Tallahassee Senator Bill Montford has been in and around education for a long time. He knows better than most how crucial a healthy base student allocation is.
“The BSA, basic student allocation, is what school districts use to pay operational costs. So, out of the 100-plus new dollars, only 47 cents goes to the BSA per-student,” Montford said.
Montford heads the Florida Association of District School Superintendents. He says the rest of that increase is tied up in costs related to school safety and mental health, some $400 million in funding that’s not going toward classroom expenses. He insists schools will see cuts to programs as operational expenditures increase.
“What school districts are facing today, is significant increase in operational costs, that 47 cents per student just simply won’t cover those increases,” Montford said. “And that’s what the concern is.”
Montford says paying for the Florida Retirement system, fuel for school buses and insurance for employees are among the forces hiking up operational costs for districts.
Leon County School Superintendent Rocky Hanna says that will leave the district with little flexibility to put money toward other priorities.
“Well, we need new textbooks. We need to try to get some of our employees raises. We need to buy some buses, we need to do different types of things,” Hanna said. “But with that money being allocated or earmarked directly to school safety and mental health, it kind of ties our hands.”

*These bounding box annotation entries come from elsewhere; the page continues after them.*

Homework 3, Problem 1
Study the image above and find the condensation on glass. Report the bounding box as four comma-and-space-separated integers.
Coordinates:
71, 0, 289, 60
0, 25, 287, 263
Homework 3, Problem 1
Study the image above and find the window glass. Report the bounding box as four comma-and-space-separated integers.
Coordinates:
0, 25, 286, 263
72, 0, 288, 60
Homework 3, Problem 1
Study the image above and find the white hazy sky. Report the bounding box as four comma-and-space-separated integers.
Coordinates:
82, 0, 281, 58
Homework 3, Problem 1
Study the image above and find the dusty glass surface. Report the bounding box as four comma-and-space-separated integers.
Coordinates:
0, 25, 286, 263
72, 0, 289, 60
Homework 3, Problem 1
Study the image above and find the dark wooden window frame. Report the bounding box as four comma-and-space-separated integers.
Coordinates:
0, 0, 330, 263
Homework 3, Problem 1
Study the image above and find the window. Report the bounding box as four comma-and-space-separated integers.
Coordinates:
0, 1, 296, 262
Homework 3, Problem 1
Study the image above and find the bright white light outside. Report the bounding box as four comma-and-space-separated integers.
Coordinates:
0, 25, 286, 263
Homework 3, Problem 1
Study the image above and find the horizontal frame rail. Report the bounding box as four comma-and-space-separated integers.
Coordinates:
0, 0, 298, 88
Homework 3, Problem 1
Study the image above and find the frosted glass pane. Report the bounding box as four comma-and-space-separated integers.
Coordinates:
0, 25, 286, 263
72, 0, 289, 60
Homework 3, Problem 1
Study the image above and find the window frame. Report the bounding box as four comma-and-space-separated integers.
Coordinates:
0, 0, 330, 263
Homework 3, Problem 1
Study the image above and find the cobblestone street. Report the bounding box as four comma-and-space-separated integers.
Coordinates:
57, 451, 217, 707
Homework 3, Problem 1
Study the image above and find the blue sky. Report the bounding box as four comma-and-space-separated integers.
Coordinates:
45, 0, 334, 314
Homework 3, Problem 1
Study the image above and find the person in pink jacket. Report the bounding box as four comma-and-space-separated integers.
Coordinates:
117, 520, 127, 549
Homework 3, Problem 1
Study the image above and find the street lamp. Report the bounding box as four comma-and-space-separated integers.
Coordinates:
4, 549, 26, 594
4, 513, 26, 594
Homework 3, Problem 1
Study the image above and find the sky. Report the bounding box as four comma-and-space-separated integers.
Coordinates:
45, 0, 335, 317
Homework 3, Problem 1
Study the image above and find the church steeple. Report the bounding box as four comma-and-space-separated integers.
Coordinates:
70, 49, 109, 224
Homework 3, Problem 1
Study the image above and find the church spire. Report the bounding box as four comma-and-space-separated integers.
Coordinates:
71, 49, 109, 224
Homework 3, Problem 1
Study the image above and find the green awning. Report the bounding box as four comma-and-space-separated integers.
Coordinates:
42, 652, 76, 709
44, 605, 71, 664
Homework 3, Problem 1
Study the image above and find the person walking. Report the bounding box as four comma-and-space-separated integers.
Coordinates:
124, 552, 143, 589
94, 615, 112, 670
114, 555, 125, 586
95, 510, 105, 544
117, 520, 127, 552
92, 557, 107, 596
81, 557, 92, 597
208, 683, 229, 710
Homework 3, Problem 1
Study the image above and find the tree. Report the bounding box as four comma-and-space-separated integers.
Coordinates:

Hanna is saying even the school safety money set aside by legislators won’t be enough to fully fund their goal of a deputy on every campus.
“Even the safe school money is not nearly enough to cover the state mandate that we have to have a deputy in every school. So now we’re trying to look and see, we have to go back into the general fund to find more money to send over just to meet the Safe School requirement,” Hanna said.
Montford says he wants to be clear: School districts throughout the state are appreciative of the increase in funding for safety and mental health.
“Superintendents across Florida, for the last three years have said that their number one concern is mental health,” Montford said. “More than the budget, more than assessment – mental health.”
Gov. Rick Scott stands by the K-12 portion of the budget. He says students and parents from Stoneman Douglas High School had school safety at the forefront of state legislators’ minds.
“We do have more money for our student this year, but this year was an important year to listen to these parents, listen to these families and focus on school safety and that’s what we did,” Scott told reporters immediately following Sine Die.
In Senator Montford’s opinion, it may be time to start dipping into reserve money as a lifeline for schools.
“The concern I have is, we’ve got like $3 billion in reserve. Now, we all want to keep a good healthy reserve in the rainy day fund if you will, but to me, it’s raining,” Montford said. “School districts simply can’t address the increase in costs with 47 cents.”
Montford says he has heard from superintendents he knows around the state who share his concerns.